Trista Murai baru saja keluar dari kolam renang, melenggang santai berjalan dengan tubuh basahnya yang hanya memakai celana pendek menggantung rendah di pinggang.
Tentu Kimmy masih syok karena tidak mengira bakal melihat pria yang masih begitu basah dan nyaris bugil.
Tristan menyambar handuk dari punggung kursi berjemur di tepi kolam renang, melilitkan ke pinggangnya yang ramping dan bertekstur sebelum kemudian berjalan dengan begitu percaya diri menghampiri Kimmy. Kimy masih berdiri kaku seperti patung marmer yang sedang menahan napas agar tidak retak atau hancur. Kimmy merasa mentalnya benar-benar bisa runtuh jika dihadapkan dengan mahluk seperti ini.
"Aku tidak tahu kau sudah datang, " suara pria itu terdengar berat lebih seperti aksen orang Inggris dengan kombinasi lebih santai, karena dia bisa sangat terus terang memperhatikan Kimmy mulai dari ujung rambut sampai ujung kaki.
Meski kali ini Kimmy merasa pakaiannya sudah cukup sopan tapi ternyata dia tetap merasa tidak percaya diri jika diperhatikan sedetail itu oleh seorang pria.
"Maaf, apa aku datang di waktu yang tidak tepat? " tanya Kimmy, coba menyembunyikan kegugupannya.

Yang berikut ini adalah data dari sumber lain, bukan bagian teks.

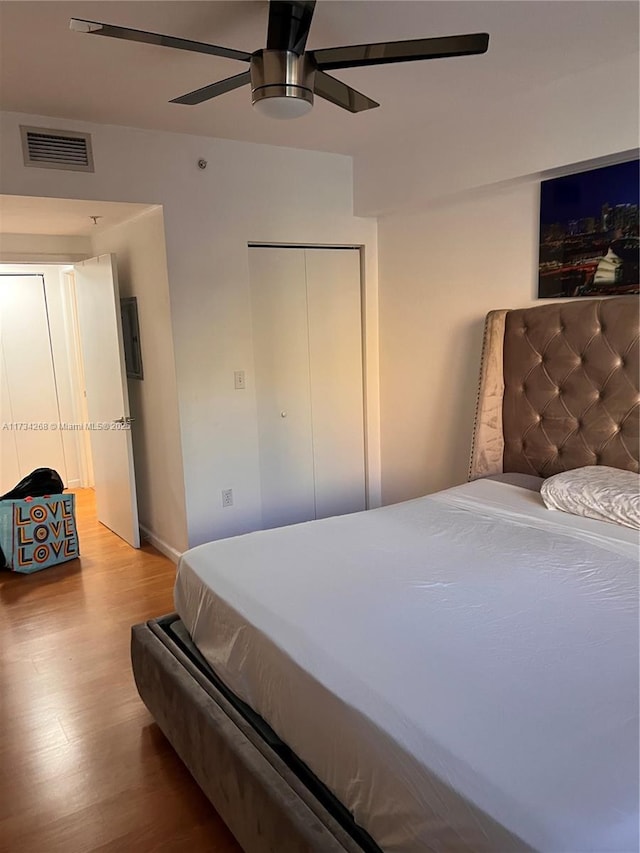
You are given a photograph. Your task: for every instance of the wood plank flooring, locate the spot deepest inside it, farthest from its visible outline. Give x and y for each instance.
(83, 767)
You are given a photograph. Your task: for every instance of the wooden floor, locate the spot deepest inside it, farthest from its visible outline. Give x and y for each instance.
(82, 765)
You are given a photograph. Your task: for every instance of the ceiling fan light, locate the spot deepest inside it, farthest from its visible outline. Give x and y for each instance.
(283, 106)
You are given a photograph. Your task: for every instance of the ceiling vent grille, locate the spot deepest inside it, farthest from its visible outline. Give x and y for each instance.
(56, 149)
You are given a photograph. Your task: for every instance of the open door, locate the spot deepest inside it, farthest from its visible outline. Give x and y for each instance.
(100, 330)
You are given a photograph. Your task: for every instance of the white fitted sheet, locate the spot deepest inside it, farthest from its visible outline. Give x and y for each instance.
(461, 670)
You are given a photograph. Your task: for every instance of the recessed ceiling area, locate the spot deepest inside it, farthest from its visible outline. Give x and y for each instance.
(46, 69)
(62, 217)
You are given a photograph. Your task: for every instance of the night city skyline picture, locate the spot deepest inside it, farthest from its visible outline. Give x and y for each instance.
(589, 243)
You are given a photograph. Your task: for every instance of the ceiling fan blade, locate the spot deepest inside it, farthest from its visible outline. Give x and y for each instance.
(289, 25)
(340, 94)
(213, 90)
(356, 55)
(97, 29)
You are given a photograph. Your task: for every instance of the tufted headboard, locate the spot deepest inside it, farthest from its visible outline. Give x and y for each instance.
(559, 388)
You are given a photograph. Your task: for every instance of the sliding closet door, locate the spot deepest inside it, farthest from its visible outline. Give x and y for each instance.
(308, 374)
(335, 363)
(28, 395)
(283, 396)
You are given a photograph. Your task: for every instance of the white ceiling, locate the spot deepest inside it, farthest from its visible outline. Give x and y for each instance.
(61, 216)
(47, 69)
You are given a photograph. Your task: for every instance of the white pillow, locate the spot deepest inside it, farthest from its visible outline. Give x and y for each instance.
(607, 494)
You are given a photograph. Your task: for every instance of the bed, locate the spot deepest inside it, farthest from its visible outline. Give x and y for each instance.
(458, 672)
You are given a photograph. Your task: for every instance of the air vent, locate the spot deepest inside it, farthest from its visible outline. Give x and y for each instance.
(56, 149)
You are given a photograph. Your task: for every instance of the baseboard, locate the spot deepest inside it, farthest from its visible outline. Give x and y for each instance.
(160, 544)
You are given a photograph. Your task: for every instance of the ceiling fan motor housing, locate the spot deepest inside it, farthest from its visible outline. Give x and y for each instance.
(281, 74)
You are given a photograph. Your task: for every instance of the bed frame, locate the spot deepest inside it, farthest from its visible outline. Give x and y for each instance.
(558, 390)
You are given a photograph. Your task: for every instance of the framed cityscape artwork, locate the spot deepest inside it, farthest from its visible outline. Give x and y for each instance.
(589, 244)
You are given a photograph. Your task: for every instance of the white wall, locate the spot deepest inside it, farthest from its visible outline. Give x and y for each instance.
(142, 272)
(43, 248)
(459, 238)
(247, 193)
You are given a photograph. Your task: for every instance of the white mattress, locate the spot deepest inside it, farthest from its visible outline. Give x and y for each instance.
(461, 670)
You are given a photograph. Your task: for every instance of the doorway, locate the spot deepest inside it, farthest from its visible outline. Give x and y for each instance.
(50, 343)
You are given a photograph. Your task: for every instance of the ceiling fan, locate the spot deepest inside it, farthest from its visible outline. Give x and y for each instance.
(284, 76)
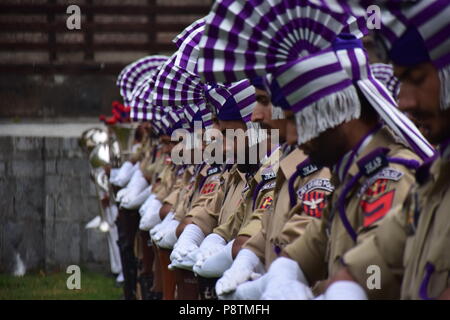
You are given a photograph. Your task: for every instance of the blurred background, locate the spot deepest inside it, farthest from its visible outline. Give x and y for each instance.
(54, 83)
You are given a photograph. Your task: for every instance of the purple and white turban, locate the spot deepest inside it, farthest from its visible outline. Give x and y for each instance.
(413, 32)
(385, 74)
(325, 94)
(244, 39)
(141, 106)
(133, 74)
(177, 85)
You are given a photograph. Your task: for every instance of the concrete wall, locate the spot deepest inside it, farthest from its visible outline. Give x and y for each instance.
(46, 198)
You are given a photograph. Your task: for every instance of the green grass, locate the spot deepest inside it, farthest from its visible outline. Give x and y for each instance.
(40, 286)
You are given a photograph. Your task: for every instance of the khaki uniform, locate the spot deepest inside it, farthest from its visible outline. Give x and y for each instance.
(283, 223)
(411, 247)
(199, 190)
(380, 188)
(256, 199)
(178, 184)
(222, 203)
(166, 180)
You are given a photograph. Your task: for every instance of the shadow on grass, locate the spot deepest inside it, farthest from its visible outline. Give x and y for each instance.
(52, 286)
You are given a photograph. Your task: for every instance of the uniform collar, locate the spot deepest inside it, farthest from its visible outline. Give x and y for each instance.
(343, 166)
(272, 162)
(381, 138)
(288, 164)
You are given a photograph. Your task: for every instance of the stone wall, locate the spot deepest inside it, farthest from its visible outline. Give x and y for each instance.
(46, 198)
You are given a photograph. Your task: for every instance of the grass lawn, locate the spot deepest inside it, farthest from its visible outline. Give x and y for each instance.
(52, 286)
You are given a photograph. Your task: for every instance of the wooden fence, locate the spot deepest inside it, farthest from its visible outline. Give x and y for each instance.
(148, 18)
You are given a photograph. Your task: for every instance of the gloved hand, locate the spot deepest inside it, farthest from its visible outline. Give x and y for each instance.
(188, 241)
(137, 201)
(161, 225)
(151, 216)
(169, 236)
(249, 290)
(212, 244)
(216, 264)
(120, 194)
(134, 188)
(345, 290)
(242, 269)
(147, 202)
(286, 281)
(124, 175)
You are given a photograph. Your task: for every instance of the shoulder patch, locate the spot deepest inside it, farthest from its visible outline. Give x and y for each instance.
(208, 188)
(246, 188)
(378, 208)
(213, 170)
(268, 174)
(267, 186)
(373, 162)
(180, 171)
(313, 196)
(307, 169)
(380, 179)
(266, 202)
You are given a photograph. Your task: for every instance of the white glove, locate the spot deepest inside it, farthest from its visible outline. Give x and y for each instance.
(151, 216)
(242, 269)
(124, 174)
(345, 290)
(212, 244)
(162, 225)
(169, 236)
(134, 188)
(250, 290)
(286, 281)
(188, 241)
(147, 202)
(120, 194)
(287, 290)
(216, 264)
(136, 202)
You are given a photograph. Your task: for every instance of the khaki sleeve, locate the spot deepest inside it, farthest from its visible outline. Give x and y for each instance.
(384, 249)
(172, 198)
(167, 183)
(252, 224)
(206, 215)
(229, 229)
(257, 244)
(309, 251)
(382, 242)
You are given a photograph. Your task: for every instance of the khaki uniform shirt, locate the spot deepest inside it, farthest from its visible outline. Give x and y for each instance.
(427, 254)
(256, 198)
(411, 247)
(380, 189)
(167, 180)
(283, 224)
(222, 203)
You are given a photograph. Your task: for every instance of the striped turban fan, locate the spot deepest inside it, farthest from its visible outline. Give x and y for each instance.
(326, 94)
(177, 85)
(385, 74)
(412, 32)
(250, 38)
(141, 104)
(133, 74)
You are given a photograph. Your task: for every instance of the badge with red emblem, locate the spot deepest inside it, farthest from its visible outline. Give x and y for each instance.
(376, 202)
(314, 196)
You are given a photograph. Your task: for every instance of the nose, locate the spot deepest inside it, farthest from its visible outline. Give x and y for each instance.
(407, 101)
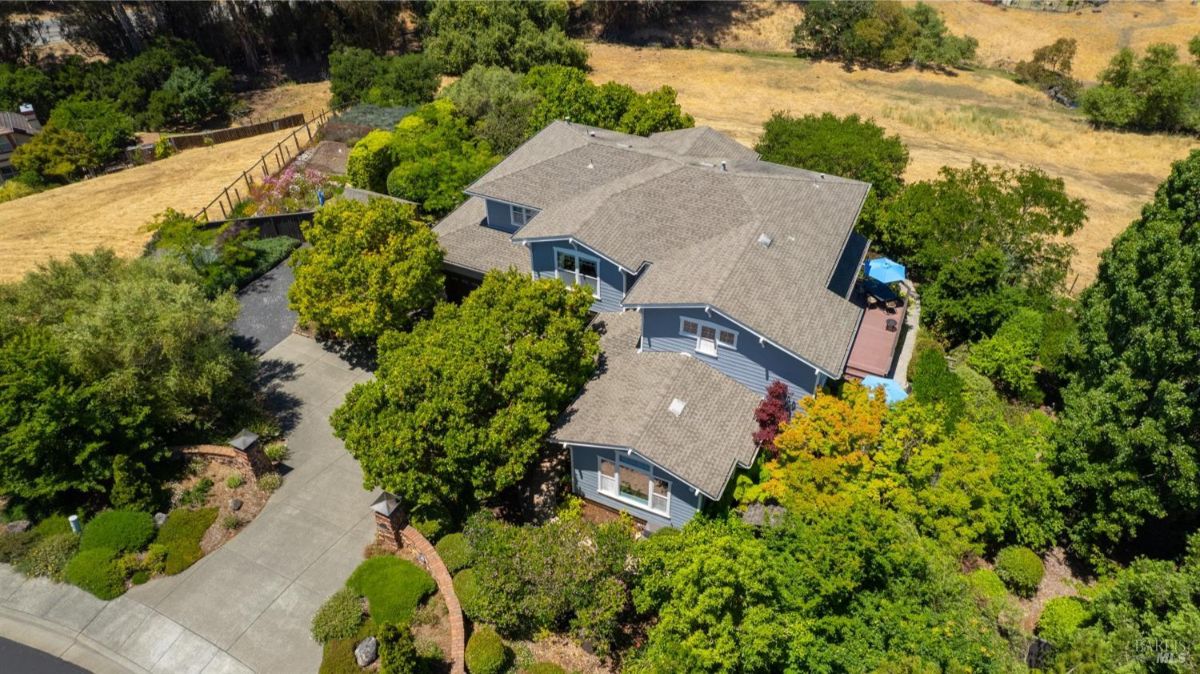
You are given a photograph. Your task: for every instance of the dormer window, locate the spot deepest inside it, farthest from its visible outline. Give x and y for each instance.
(521, 215)
(709, 336)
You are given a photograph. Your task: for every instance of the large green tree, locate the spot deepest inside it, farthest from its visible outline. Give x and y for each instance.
(505, 32)
(984, 240)
(102, 359)
(844, 590)
(1156, 92)
(435, 156)
(1131, 431)
(370, 269)
(461, 404)
(846, 146)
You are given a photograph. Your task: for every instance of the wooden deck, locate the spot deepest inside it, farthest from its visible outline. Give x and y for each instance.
(875, 347)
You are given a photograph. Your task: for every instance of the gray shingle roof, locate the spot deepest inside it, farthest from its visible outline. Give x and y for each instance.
(472, 246)
(17, 121)
(625, 405)
(669, 202)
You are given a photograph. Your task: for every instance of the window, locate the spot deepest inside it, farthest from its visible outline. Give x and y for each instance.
(633, 481)
(575, 269)
(521, 215)
(708, 336)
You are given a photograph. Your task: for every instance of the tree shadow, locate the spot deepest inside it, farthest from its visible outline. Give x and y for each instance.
(269, 383)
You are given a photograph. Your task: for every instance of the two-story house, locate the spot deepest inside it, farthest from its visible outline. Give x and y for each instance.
(714, 274)
(16, 128)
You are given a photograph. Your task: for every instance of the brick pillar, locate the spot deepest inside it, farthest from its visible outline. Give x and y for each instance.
(390, 522)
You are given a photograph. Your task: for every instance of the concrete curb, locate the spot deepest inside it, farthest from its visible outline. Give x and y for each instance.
(63, 643)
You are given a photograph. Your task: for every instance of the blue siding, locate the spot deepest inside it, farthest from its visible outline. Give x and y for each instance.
(499, 216)
(753, 363)
(585, 475)
(612, 280)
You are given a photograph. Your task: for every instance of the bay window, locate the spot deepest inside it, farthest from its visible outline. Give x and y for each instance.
(633, 481)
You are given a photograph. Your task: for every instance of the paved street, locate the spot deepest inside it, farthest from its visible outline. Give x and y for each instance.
(246, 607)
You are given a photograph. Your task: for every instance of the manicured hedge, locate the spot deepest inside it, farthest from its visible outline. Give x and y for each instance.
(455, 552)
(181, 535)
(486, 654)
(393, 587)
(339, 618)
(49, 555)
(467, 589)
(370, 162)
(1020, 569)
(96, 571)
(118, 530)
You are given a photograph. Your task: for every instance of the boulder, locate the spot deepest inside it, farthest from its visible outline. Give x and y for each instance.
(17, 527)
(366, 651)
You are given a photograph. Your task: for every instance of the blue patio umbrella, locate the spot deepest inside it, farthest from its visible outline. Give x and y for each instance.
(885, 270)
(893, 391)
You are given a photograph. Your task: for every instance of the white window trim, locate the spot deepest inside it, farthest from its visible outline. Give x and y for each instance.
(577, 257)
(526, 215)
(701, 342)
(616, 492)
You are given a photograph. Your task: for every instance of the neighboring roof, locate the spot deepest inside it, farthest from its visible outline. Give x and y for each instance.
(696, 218)
(18, 122)
(627, 405)
(475, 247)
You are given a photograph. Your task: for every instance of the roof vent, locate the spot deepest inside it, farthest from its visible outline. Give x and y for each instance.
(677, 405)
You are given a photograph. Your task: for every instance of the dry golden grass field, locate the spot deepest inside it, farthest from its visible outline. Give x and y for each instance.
(946, 120)
(112, 210)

Walaupun Kimmy sudah pernah bertemu Tristan Murai sebelumnya, tapi dia tidak pernah menyangka bakal melihat mahluk itu saat sedang nyaris bugil seperti ini.
"Sebaiknya kita bicara di tempat yang lebih privat."
Tristan menjentikkan jarinya memberi isyrat pada salah seorang pelayannya untuk mengantar Kimmy.
"Mari, Nona," kata pria paruh baya itu dengan sangat sopan.
Kimmy segera berjalan mengikutinya dengan perasaan lega, karena jujur saja dia tidak sanggup jika harus lebih lama lagi menyaksikan pria yang belum berpakaian.
Pria itu mengajaknya naik ke lantai dua yang sebagian sisi depannya juga masih menghadap ke arah kolam renang, jadi Kimmy bisa melihat jika Tristan sudah tidak berada di sana.
Ada sebuah sofa besar melengkung yang menghadap ke dinding kaca di mana puncak- puncak pohon palem nampak rendah di depannya. Pelayan Tristan menyuruh Kimmy untuk menunggu di sana.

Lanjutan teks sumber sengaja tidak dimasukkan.